In today’s Friday afternoon news dump, House Republicans quietly released their version of the Violence Against Women Act reauthorization bill, which provides funding for victims of domestic violence. Unlike the Senate version passed earlier this month (no thanks to GOP men), the bill omits LGBT-specific protections and tweaks the language of protections for Native Americans. Washington’s Representative Cathy McMorris Rodgers (pictured) will sponsor the bill, which will be rushed to a vote on Tuesday.
According to Talking Points Memo, the Human Rights Campaign is concerned about the LGBT exclusions, which include removing a requirement that any program that receives funding through the bill provides services regardless of a person’s sexual orientation or gender identity.

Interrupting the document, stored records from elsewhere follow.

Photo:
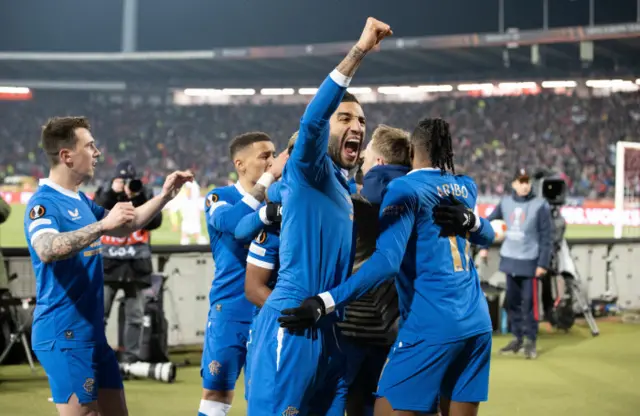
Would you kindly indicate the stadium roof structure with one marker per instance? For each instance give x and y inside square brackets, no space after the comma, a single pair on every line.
[468,57]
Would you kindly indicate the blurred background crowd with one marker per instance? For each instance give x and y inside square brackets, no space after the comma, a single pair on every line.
[493,135]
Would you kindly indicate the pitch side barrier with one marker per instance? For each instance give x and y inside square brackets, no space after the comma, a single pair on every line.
[605,266]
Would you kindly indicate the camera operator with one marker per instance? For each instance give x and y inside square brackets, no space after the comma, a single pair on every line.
[127,260]
[524,257]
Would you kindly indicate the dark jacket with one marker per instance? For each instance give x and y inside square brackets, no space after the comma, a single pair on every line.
[545,229]
[373,318]
[130,270]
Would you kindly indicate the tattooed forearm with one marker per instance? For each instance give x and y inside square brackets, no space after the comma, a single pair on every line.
[52,247]
[351,62]
[258,192]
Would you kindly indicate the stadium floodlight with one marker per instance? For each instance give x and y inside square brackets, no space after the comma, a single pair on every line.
[238,91]
[14,90]
[202,92]
[475,87]
[277,91]
[307,91]
[559,84]
[627,190]
[606,83]
[359,90]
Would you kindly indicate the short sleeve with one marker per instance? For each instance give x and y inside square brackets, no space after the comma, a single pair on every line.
[97,210]
[41,217]
[263,251]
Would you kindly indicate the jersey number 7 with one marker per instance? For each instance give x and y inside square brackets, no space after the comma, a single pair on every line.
[457,257]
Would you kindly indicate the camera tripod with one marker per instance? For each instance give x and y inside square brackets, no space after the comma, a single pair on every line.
[8,307]
[568,293]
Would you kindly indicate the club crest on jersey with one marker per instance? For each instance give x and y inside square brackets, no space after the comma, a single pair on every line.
[393,210]
[291,411]
[37,211]
[262,237]
[211,199]
[88,385]
[214,368]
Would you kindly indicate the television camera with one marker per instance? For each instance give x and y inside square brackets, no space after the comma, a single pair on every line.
[563,297]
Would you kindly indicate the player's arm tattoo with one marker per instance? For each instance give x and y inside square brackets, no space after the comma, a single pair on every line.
[351,62]
[52,247]
[258,192]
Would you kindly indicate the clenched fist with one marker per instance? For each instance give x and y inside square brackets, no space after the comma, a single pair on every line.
[122,213]
[373,33]
[174,182]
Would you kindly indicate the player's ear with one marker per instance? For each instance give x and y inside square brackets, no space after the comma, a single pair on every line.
[239,165]
[65,156]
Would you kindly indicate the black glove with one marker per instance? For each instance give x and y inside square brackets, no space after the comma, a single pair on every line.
[454,218]
[304,316]
[274,212]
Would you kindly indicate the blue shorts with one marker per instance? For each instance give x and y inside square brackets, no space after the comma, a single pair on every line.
[224,352]
[295,374]
[417,373]
[80,370]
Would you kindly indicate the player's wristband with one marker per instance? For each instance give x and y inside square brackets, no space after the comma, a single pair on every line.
[339,78]
[266,179]
[263,215]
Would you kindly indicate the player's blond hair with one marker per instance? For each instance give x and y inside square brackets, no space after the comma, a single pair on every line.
[60,133]
[392,144]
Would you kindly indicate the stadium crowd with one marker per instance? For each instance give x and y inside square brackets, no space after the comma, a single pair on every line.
[568,134]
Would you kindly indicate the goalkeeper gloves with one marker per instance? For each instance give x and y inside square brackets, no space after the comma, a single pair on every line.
[304,316]
[274,212]
[455,218]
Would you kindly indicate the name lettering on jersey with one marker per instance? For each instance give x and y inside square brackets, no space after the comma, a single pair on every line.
[90,253]
[453,188]
[37,211]
[75,215]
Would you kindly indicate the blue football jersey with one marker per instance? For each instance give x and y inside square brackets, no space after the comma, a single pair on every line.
[224,208]
[69,293]
[438,290]
[317,214]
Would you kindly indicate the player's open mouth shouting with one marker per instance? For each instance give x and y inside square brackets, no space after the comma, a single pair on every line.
[351,148]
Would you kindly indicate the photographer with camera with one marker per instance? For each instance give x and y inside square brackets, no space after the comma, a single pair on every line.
[525,256]
[127,260]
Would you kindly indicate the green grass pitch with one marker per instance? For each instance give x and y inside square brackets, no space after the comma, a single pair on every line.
[12,234]
[574,374]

A House GOP legislative aide reportedly pushed back on that claim.
“The House bill protects all people from discrimination,” the aide said. “The Senate bill continues to add people to an enumerated list, therefore excluding those categories not on the list and requiring constant updating. The House bill also allows states, through which VAWA grants flow, to determine the best recipients of those funds, based on the victim populations in their areas.”
Sounds suspicious and/or religious. However, in a departure from last year’s fiasco, the House bill also grants tribal courts the authority to prosecute non–Native Americans who abuse Native Americans on reservations, with the caveat that they could move their case to a federal court if they felt their constitutional rights weren’t being upheld. We’re no experts, but that, at least, sounds like a compromise.